Journal of Financial Economics 2014 114(2), 197-225
The downside risk capital asset pricing model (DR-CAPM) can price the cross section of currency returns. The market-beta differential between high and low interest rate currencies is higher conditional on bad market returns, when the market price of risk is also high, than it is conditional on good market returns. Correctly accounting for this variation is crucial for the empirical performance of the model. The DR-CAPM can jointly rationalize the cross section of equity, equity index options, commodity, sovereign bond and currency returns, thus offering a unified risk view of these asset classes. In contrast, popular models that have been developed for a specific asset class fail to jointly price other asset classes.

Dissecting Characteristics Nonparametrically

Review of Financial Studies 2020 33(5), 2326-2377
We propose a nonparametric method to study which characteristics provide incremental information for the cross-section of expected returns. We use the adaptive group LASSO to select characteristics and to estimate how selected characteristics affect expected returns nonparametrically. Our method can handle a large number of characteristics and allows for a flexible functional form. Our implementation is insensitive to outliers. Many of the previously identified return predictors don’t provide incremental information for expected returns, and nonlinearities are important. We study our method’s properties in simulations and find large improvements in both model selection and prediction compared to alternative selection methods. Authors have furnished an Internet Appendix, which is available on the Oxford University Press Web site next to the link to the final published paper online.

Are Sticky Prices Costly? Evidence from the Stock Market

American Economic Review 2016 106(1), 165-199 open access
We show that after monetary policy announcements, the conditional volatility of stock market returns rises more for firms with stickier prices than for firms with more flexible prices. This differential reaction is economically large and strikingly robust to a broad array of checks. These results suggest that menu costs—broadly defined to include physical costs of price adjustment, informational frictions, etc.—are an important factor for nominal price rigidity at the micro level. We also show that our empirical results are qualitatively and, under plausible calibrations, quantitatively consistent with New Keynesian macroeconomic models in which firms have heterogeneous price stickiness. (JEL E12, E31, E43, E44, E52, G12, L11)
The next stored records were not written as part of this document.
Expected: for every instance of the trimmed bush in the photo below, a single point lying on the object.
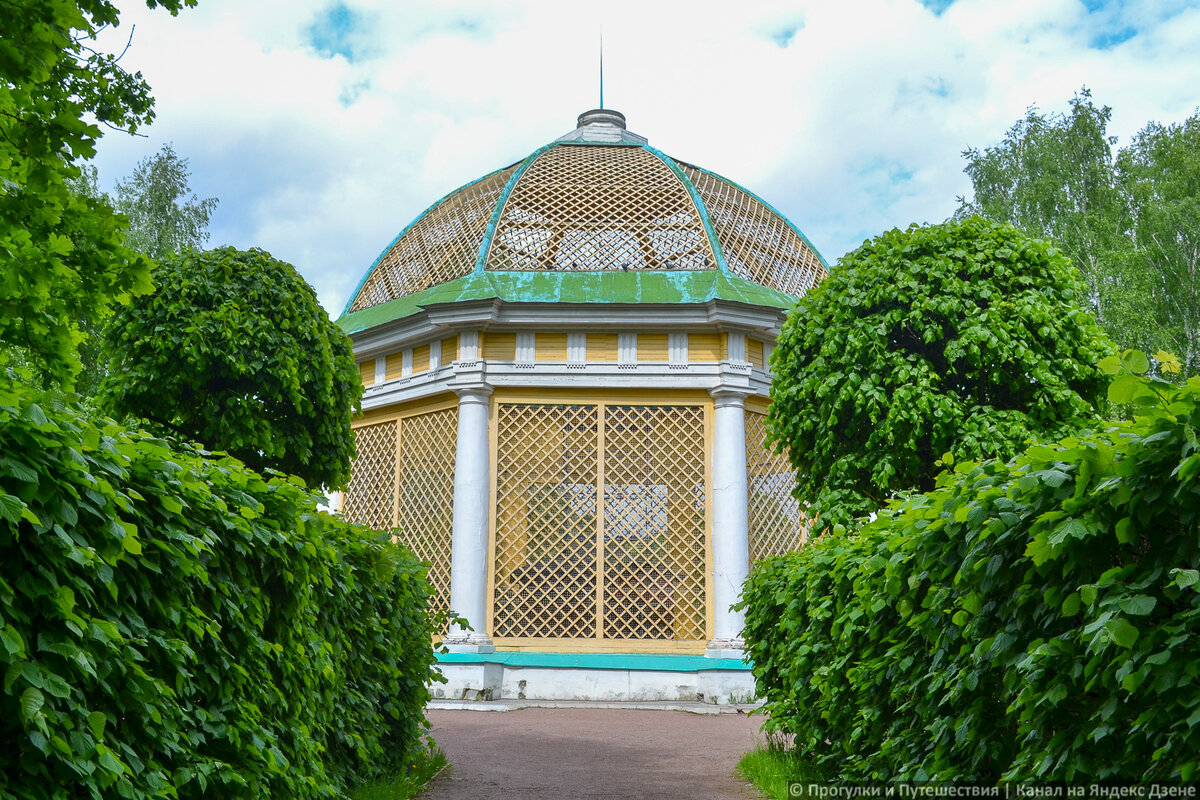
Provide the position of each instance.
(174, 625)
(1030, 620)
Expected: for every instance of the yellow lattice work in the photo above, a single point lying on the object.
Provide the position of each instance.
(653, 555)
(369, 499)
(425, 494)
(598, 208)
(600, 522)
(441, 246)
(757, 244)
(777, 523)
(546, 522)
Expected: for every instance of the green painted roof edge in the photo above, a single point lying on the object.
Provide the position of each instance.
(407, 228)
(607, 287)
(769, 208)
(637, 661)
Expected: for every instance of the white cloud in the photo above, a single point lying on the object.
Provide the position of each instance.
(852, 127)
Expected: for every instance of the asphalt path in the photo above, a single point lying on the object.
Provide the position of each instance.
(606, 753)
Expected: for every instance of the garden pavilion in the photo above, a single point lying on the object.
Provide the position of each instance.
(567, 370)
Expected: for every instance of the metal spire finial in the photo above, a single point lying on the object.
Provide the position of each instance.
(601, 66)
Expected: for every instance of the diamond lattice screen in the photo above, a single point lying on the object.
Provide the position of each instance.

Crowdsourcing peer information to change spending behavior

Journal of Financial Economics 2024 157, 103858
We isolate the information channel of peer effects in consumption in a setting that excludes a role for common shocks or social pressure—a spending panel paired with crowdsourced information about anonymous “peers” elicited at different times. Consumers converge to peers’ spending, and more so when peer signals are more informative. Convergence is asymmetric: within 12 months of information provision, overspenders close 17% and underspenders 5% of their gap relative to peers. We exploit the quasi-random assignment to peer groups in an instrumental-variable strategy and implement an experiment for external validity. Our results are consistent with information-based theories of overconsumption.

Missing Data in Asset Pricing Panels

Review of Financial Studies 2025 38(3), 760-802
We propose a simple and computationally attractive method to deal with missing data in in cross-sectional asset pricing using conditional mean imputations and weighted least squares, cast in a generalized method of moments (GMM) framework. This method allows us to use all observations with observed returns; it results in valid inference; and it can be applied in nonlinear and high-dimensional settings. In simulations, we find it performs almost as well as the efficient but computationally costly GMM estimator. We apply our procedure to a large panel of return predictors and find that it leads to improved out-of-sample predictability.